There's less we can do for ourselves than for future generations of people who haven't been injured yet.
So, you know, let's just say these are in some sense two different projects.
What can we do to make the population that we've got as healthy as possible?
That's an important question and should be a focus of ours.
But even if we couldn't do anything, it is absolutely our moral obligation to fix the environment that future generations grow up in so that they don't have the same level of dysfunction and disease.
And frankly, it's vastly easier to deal with because the body is built to be healthy.

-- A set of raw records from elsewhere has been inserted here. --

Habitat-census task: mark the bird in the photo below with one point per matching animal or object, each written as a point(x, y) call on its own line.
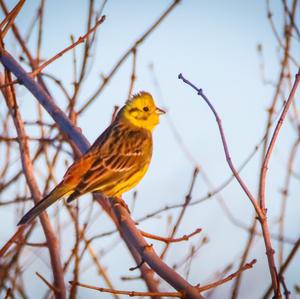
point(117, 160)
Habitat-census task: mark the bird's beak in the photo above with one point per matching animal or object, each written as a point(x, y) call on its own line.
point(160, 111)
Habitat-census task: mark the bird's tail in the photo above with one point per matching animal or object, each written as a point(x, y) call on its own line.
point(43, 204)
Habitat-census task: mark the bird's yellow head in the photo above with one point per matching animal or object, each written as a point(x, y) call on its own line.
point(141, 111)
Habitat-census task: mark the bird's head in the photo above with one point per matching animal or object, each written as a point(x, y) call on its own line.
point(141, 111)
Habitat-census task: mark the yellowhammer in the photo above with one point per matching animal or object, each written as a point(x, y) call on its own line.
point(117, 160)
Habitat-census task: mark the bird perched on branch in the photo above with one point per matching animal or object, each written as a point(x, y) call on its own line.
point(116, 162)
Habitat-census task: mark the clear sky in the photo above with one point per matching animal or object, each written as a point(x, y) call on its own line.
point(214, 44)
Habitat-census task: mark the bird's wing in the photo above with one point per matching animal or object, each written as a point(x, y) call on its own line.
point(116, 152)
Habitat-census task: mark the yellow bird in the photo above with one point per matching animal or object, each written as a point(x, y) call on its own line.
point(116, 162)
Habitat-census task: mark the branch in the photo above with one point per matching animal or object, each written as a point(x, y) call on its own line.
point(261, 213)
point(171, 240)
point(27, 166)
point(127, 225)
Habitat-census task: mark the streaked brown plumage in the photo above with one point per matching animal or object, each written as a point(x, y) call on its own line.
point(117, 160)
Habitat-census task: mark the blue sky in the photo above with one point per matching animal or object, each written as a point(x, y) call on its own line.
point(213, 43)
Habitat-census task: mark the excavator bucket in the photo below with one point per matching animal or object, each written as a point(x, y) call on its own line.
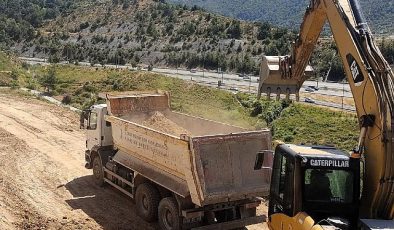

You just have to give it the environment in which it can do its own thing.
You don't even have to understand why it's healthy.
You just have to take all of the stuff that was breaking it and exclude that stuff.
And it doesn't have to be perfect.
The body is pretty damn resilient, but there are certain things that should not be present at all.
There are other things that have to be present at low enough levels that the body can correct for them.
But that's always going to be the best investment if what we care about is not, you know, our individual well-being, but our well-being as a people.
It's always going to be the best investment.
That's right.
Can I share a tiny bit from this book at this point?
I think it actually fits well.
So I've only begun it.
am not yet vouching for the entire book it's a book called the body electric electromagnetism and the foundation of life published in what 1985 originally.
Written by Robert Becker, MD, and Gary Selden.
Becker is the lead author.
And the introduction is written in the first person in Becker's voice.
I just want to read a bit because it, a bit from the introduction, the very beginning of the book, which is only about as far as I've gotten.
So again, I'm not vouching for your book.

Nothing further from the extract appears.